Results reflected the impacts of unfavorable currency and divestment including its Kraft-branded cheese business in Middle East and Africa (MEA), which the company said incurred divestiture-related costs of US$3 million in the third quarter.

The company agreed to sell the Kraft-branded cheese business to Arla Foods, with the transaction expected to close in 2019.

Gross profit for the 12-months period grew 3% while diluted EPS was $2.28, up 23% driven primarily by an after-tax gain on the Keurig Dr Pepper transaction.

Fourth quarter revenue declined 8%, partly driven by the impact of currency and disappointing performance in Latin America where revenue declined 15.2%.

North American sales increased 1.6%, attributed to efforts by the company to achieve profitable business growth in the face of changing consumer and market trends.

“Our fourth quarter and full-year 2018 results demonstrate the power of our brands, the strength of our global footprint and the potential of our strategic plan,” said Dirk Van de Put, Chairman and CEO.

“We delivered on our key financial and strategic commitments for the year, including solid top-line and bottom-line growth and strong cash flow generation.

In 2019, we will continue to progress against our new strategy, which includes new investments to drive organic revenue growth and operational excellence across the organization.”

Operating income decreased US$150 million and margin decreased 60 basis points to 12.8%, driven primarily by the impact from pension participation changes in North America.

The company said, these were offset by favourable change in mark-to-market gains from currency and commodity hedging activities, lower restructuring program costs and the lapping of prior-year malware-related expenses.

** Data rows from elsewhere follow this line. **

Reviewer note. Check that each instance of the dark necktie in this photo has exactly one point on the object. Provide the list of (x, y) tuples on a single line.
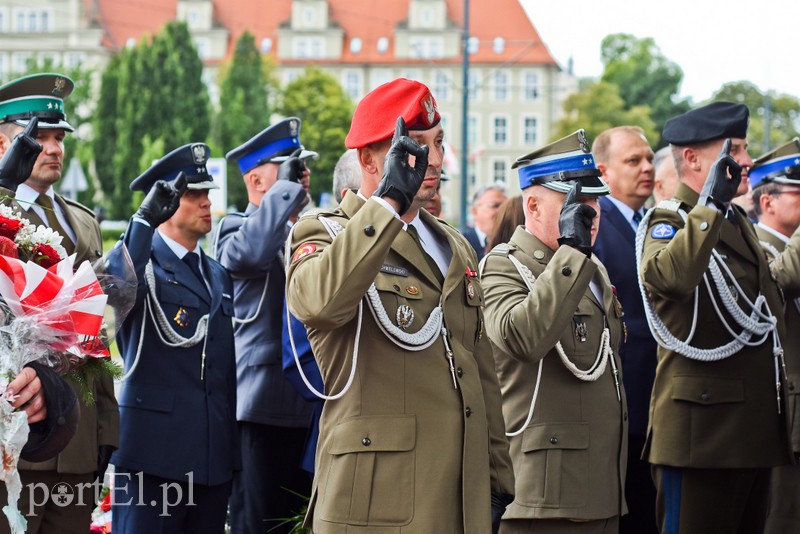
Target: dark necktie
[(431, 262), (193, 261), (52, 221)]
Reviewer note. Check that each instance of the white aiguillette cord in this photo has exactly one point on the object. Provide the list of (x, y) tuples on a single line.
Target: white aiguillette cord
[(604, 354)]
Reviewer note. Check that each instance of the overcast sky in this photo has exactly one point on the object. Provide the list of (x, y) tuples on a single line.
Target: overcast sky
[(713, 42)]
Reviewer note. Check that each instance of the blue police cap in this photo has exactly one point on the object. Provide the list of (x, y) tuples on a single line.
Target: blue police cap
[(559, 164), (780, 166), (273, 145), (37, 95), (717, 120), (189, 159)]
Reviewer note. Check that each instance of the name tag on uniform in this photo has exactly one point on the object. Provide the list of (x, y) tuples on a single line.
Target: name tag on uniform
[(393, 269)]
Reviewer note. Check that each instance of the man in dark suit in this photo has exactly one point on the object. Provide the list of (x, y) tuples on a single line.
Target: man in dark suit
[(625, 158), (274, 419), (86, 456), (179, 446), (485, 203)]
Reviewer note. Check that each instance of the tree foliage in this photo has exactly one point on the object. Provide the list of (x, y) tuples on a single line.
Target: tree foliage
[(321, 103), (784, 115), (644, 76), (244, 108), (599, 106), (155, 91)]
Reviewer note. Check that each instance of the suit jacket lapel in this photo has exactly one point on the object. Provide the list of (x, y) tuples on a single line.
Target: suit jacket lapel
[(183, 274)]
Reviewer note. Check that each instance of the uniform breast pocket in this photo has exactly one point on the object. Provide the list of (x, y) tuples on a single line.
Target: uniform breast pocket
[(401, 298), (370, 480), (554, 470), (581, 339)]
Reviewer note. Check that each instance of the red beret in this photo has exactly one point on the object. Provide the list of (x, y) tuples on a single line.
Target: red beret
[(375, 116)]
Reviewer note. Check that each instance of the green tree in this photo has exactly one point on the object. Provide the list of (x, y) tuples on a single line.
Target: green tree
[(599, 106), (244, 110), (784, 114), (319, 101), (645, 77)]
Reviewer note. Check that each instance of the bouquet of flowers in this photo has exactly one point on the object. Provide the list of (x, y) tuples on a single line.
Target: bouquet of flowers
[(50, 313)]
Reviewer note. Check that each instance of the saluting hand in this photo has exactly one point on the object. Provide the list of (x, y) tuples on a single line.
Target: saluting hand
[(575, 222), (18, 161), (719, 186), (162, 201), (400, 181)]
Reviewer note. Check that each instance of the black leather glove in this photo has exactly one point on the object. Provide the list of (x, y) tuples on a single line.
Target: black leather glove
[(719, 188), (292, 169), (18, 161), (401, 182), (162, 201), (499, 503), (49, 437), (104, 453), (575, 222)]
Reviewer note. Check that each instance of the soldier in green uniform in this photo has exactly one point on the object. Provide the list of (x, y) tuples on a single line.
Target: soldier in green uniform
[(556, 325), (775, 178), (411, 437), (717, 412)]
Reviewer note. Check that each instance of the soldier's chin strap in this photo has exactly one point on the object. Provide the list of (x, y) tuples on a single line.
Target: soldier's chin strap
[(421, 340), (165, 332), (604, 353), (760, 323)]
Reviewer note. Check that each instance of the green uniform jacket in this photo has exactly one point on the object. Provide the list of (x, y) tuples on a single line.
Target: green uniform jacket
[(721, 414), (570, 461), (99, 423), (402, 450), (786, 270)]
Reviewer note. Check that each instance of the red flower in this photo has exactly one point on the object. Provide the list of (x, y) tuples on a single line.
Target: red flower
[(9, 227), (45, 255), (8, 247)]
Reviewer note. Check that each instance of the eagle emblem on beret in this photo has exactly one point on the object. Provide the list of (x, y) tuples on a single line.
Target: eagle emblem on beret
[(430, 108), (199, 154), (58, 86)]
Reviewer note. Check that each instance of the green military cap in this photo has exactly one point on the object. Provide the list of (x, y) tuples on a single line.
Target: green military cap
[(37, 95), (780, 166), (559, 164)]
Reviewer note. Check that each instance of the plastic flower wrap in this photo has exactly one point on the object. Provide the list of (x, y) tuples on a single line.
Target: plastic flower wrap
[(52, 313)]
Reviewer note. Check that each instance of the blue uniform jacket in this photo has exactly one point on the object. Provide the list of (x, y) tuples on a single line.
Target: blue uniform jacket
[(614, 247), (172, 421), (250, 247)]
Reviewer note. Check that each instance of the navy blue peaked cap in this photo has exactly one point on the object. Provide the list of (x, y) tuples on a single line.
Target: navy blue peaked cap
[(190, 159), (272, 145)]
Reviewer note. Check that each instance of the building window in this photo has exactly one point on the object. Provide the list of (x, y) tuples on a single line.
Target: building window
[(352, 84), (530, 130), (499, 167), (500, 134), (501, 85), (441, 86), (474, 84), (530, 85)]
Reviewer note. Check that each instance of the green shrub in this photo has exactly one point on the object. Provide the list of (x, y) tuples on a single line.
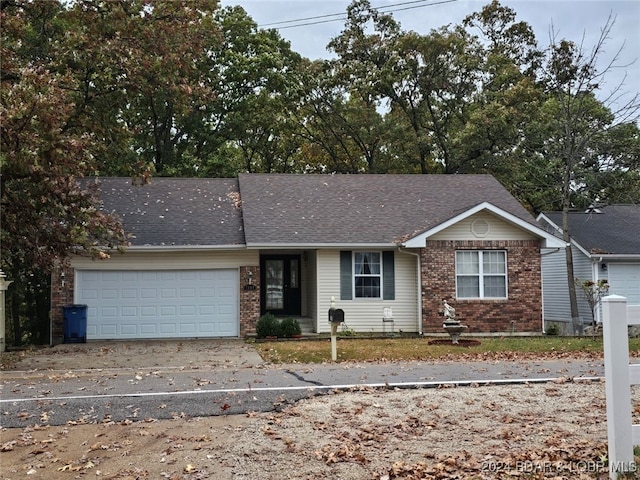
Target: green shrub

During the year, Mondelez expanded its research and development capabilities with a new facility in India and a US$5 million expansion of its technical site in Poland.

In April 2018, the company completed the sale of several manufacturing facilities in France and the sale or license of several local confectionery brands.

In the current year, Mondelez said it expects organic net revenue growth to be between 2 and 3%, while Adjusted EPS growth of 3-5% on a constant-currency basis.